What concerns me today is not the Herculean problem of crimes in general, but the increasing incidence of the same towards women. The growing number of cases along with a visible apathy among the mass and the leadership towards these crimes is rather disconcerting.
It seems somehow that in the run to making ourselves a better, more prosperous nation and people, some of the basic things have been lost. Our value of and for people, their lives, our sensitivity and connectedness with their pains and struggles, seem like notions of a long forgotten past. What has happened is that more and more of us have gotten increasingly mired in the daily hassles of our existence, trying to make ends meet and generating a better lifestyle. At the same time, our threshold for shock seems to have been raised, given the increasing desensitization which has happened on account of the number of incidences of rape and violence towards women happening around us. It appears that we need increasingly gruesome crimes and events to get some kind of a reaction out of us.

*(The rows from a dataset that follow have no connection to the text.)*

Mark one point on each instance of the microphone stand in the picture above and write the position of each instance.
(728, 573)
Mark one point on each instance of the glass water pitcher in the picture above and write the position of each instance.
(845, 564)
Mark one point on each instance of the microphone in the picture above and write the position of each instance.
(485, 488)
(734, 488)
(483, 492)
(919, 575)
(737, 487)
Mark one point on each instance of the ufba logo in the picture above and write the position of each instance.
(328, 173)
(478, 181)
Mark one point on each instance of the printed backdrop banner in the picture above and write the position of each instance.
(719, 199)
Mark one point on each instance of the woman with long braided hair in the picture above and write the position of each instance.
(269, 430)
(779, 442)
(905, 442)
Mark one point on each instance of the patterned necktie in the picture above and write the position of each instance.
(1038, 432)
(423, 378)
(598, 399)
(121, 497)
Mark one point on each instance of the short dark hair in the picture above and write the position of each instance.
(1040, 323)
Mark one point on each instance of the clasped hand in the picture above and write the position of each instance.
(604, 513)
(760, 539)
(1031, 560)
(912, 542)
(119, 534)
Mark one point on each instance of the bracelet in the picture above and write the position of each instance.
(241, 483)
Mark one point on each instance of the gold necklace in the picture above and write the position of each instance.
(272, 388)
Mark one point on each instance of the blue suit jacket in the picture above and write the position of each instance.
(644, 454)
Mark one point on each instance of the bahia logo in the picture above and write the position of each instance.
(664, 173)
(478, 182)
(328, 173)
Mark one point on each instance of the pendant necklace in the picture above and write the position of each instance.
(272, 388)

Our society, it appears, is in a state of “apathy”, especially towards women. What is worrisome is the burgeoning challenge of building a state of “empathy”, creating a feeling of oneness and concern for the other – an “other”, who may well be unknown, not having a face, yet bringing with her the experience of being brutally victimized and reduced to an object.

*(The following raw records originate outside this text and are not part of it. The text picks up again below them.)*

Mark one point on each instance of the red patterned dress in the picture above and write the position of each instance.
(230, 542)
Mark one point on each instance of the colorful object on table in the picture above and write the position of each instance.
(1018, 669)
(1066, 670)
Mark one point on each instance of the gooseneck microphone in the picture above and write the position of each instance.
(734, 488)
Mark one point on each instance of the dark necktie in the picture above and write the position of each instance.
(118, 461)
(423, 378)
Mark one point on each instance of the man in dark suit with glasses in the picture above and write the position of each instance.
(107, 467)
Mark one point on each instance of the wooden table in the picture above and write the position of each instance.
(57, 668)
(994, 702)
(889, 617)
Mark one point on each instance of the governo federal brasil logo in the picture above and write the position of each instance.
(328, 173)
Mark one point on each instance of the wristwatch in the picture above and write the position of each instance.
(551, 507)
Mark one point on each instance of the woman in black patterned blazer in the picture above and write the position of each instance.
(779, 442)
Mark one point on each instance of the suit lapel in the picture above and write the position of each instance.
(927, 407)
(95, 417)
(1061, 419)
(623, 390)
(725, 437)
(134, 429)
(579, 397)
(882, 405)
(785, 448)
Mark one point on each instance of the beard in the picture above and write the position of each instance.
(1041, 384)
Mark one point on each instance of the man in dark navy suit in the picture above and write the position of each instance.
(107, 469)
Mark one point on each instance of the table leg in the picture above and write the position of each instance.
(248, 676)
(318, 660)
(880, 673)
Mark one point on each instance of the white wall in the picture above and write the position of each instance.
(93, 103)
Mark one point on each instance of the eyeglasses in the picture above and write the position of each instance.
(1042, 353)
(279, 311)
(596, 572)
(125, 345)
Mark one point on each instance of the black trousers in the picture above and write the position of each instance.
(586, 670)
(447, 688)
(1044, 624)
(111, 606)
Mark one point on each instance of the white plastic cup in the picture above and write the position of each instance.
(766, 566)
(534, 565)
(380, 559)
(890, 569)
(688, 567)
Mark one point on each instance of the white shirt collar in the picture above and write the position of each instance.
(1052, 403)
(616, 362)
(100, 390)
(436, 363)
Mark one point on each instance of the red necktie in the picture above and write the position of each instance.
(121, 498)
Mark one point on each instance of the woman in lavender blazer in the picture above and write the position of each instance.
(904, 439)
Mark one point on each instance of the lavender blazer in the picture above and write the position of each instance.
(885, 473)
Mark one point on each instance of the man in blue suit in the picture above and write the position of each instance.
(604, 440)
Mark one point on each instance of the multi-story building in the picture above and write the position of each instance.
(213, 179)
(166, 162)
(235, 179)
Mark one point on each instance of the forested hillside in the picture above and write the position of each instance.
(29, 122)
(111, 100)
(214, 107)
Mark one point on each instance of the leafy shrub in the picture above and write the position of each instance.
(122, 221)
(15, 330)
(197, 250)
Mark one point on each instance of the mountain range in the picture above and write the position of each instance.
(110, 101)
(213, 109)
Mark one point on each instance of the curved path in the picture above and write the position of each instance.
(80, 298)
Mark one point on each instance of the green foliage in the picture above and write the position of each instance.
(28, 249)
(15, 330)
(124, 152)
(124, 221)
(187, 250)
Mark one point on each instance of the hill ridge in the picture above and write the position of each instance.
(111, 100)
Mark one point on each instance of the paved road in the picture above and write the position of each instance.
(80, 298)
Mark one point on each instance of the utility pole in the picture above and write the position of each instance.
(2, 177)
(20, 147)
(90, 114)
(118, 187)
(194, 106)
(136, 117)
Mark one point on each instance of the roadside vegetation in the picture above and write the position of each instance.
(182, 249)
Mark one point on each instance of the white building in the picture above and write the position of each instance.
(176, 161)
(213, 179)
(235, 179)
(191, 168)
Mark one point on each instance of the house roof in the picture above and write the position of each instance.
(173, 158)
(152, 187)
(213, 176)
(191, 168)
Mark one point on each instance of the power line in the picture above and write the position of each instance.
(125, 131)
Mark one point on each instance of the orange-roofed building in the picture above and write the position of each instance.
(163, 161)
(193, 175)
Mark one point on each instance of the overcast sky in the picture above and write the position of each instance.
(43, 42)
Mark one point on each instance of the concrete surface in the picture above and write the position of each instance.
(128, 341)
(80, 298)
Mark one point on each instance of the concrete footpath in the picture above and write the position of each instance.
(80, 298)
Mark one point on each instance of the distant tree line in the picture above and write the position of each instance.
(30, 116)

Everything starts at the grass root level, right from the children in schools going on to the adults in society. A sweeping change is required in the way we approach these situations, creating a sense of responsibility and applying a dynamic approach to building stronger mechanisms of support. What needs to happen legislatively would happen in its due course, but the question is more about the individuals in society. We need to move towards bringing a sense of sensitivity, targeting the population through media and creating awareness in schools.